My largest piece of hardware is my gaming rig, 16 core, 64 gig ram, 27T disc space, etc. Sadly it is running Windows 10 Home, and I would like to retain windows as the running primary OS as I have a bunch of other things which need to be done on the machine.
I know Windows 10 Home is terrible, and is likely creating throttling issues. It seems that the docker limitations for 10 Home is that everything is done in a container called Default. Eh.
I ended up creating a Debian 9 VM instead, 32 GIG Ram, 8 Core and shared 10TB folders to the VM from the host. Sounds good so far. I set up docker and docker compose. I use your sample elasticsearch docker compose to get elastic up and running. NORMALLY id say "This is fantastic" as i know it works out of the box in all the normal scenarios.

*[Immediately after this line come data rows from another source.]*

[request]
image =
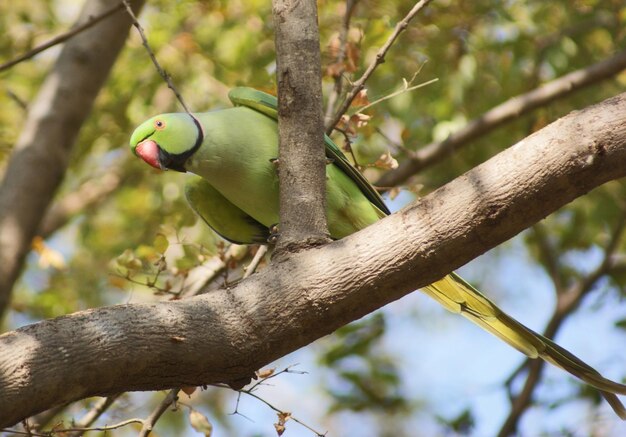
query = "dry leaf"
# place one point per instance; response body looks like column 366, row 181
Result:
column 200, row 423
column 48, row 257
column 386, row 161
column 280, row 429
column 265, row 373
column 283, row 417
column 360, row 99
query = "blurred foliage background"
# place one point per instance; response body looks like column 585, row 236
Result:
column 482, row 53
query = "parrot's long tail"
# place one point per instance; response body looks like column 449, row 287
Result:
column 458, row 296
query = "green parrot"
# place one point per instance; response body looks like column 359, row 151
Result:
column 234, row 189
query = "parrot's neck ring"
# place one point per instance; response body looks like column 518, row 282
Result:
column 177, row 162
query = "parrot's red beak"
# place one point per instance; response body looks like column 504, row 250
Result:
column 148, row 150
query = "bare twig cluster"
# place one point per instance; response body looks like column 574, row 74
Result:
column 568, row 298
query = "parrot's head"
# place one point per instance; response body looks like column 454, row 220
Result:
column 166, row 141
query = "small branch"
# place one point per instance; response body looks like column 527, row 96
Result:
column 341, row 56
column 505, row 112
column 317, row 433
column 380, row 58
column 166, row 77
column 74, row 429
column 302, row 161
column 62, row 38
column 567, row 303
column 405, row 89
column 92, row 415
column 150, row 421
column 549, row 256
column 258, row 256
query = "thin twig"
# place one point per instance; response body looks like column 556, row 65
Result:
column 510, row 110
column 151, row 420
column 278, row 410
column 567, row 303
column 74, row 429
column 258, row 256
column 92, row 415
column 380, row 58
column 166, row 77
column 405, row 89
column 341, row 56
column 92, row 21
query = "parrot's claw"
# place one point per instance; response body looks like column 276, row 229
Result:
column 274, row 234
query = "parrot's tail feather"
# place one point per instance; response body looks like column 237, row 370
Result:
column 458, row 296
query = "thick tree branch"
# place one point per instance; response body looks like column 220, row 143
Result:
column 503, row 113
column 41, row 155
column 225, row 335
column 302, row 163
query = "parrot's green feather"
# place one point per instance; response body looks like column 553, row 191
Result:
column 222, row 216
column 268, row 105
column 236, row 193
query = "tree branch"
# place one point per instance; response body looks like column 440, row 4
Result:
column 503, row 113
column 567, row 303
column 302, row 163
column 225, row 335
column 49, row 134
column 91, row 21
column 380, row 58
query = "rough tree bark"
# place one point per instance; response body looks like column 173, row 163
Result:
column 302, row 165
column 225, row 335
column 511, row 109
column 49, row 134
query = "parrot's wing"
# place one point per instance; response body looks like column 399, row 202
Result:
column 268, row 105
column 222, row 216
column 458, row 296
column 452, row 291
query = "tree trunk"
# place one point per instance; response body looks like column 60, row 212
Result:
column 225, row 335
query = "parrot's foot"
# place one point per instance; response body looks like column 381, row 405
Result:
column 274, row 234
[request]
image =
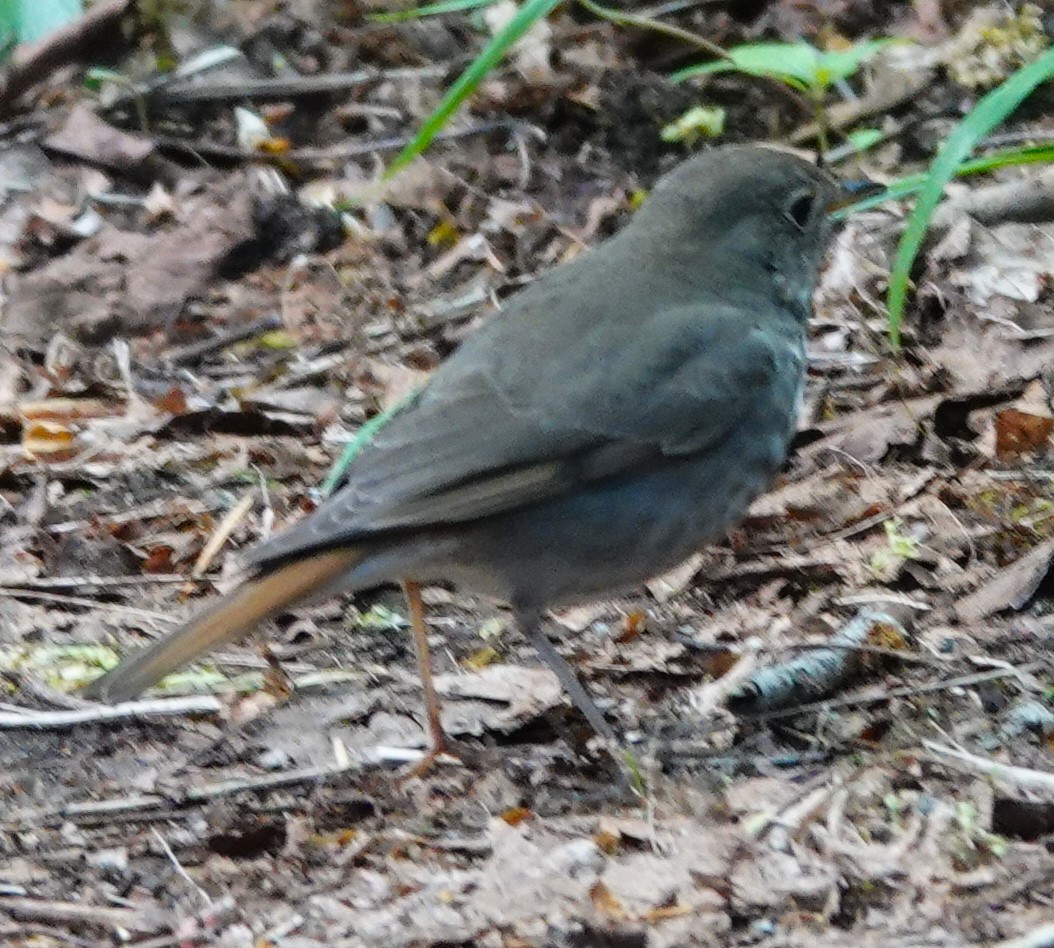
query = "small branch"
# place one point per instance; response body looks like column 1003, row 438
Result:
column 1015, row 777
column 104, row 714
column 77, row 914
column 311, row 155
column 193, row 352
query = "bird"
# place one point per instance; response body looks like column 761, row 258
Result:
column 617, row 414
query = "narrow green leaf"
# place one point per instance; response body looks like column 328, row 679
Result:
column 787, row 60
column 362, row 439
column 465, row 84
column 989, row 113
column 429, row 10
column 842, row 63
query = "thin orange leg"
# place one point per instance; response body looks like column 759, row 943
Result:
column 441, row 743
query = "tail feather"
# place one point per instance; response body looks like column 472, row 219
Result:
column 230, row 618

Remember when I said i shared the 10TB from HOST to the VM? Well, my desired goal is to set that up as the volume location. Ended up updating the volumes to say:
volumes: - /media/sf_dataset/data01:/usr/share/elasticsearch/data
When I run the compose it will launch all the instances. (Sweet)
It will create the folders in the HDD, data01, data02, etc. (SWEET)
All of the Docker containers will fail because elasticsearch will get an access error??
es03 | "stacktrace": ["org.elasticsearch.bootstrap.StartupException: java.lang.IllegalStateException: Unable to access 'path.data' (/usr/share/elasticsearch/data)", es03 | "at org.elasticsearch.bootstrap.Elasticsearch.init(Elasticsearch.java:163) ~[elasticsearch-7.5.2.jar:7.5.2]",
Did I do something wrong? Is my design preposterous? I am thinking that if i update to Windows 10 Pro or something, it would allow me to abstract away the Debian VM and run Elasticsearch containers natively in windows better. Windows 10 home requires me to use an outdated version of docker, enforcing containerization to be in a VM.
With Round 1 ingestion, i noticed that my volumes would run out of space. So i figured to offload the VM HDD space to one of my dedicated HDD. Maybe I Could instead mount a 3.0 External 8TB HDD to the Debian VM in order to plausibly bypass the shared folders? Since I saw that it created the folder I knew it can access that directory. Since it was running as root, I suspect that it does have the access though, and im curious as to what's going on.
I created a Stackoverflow post about it as well, pretty much covering the same thing.
EDIT Also, since I am running this and saving this in 1 HDD location, maybe it would be better to just run 1 instance of elasticsearch instead of 3-6 containers processing it?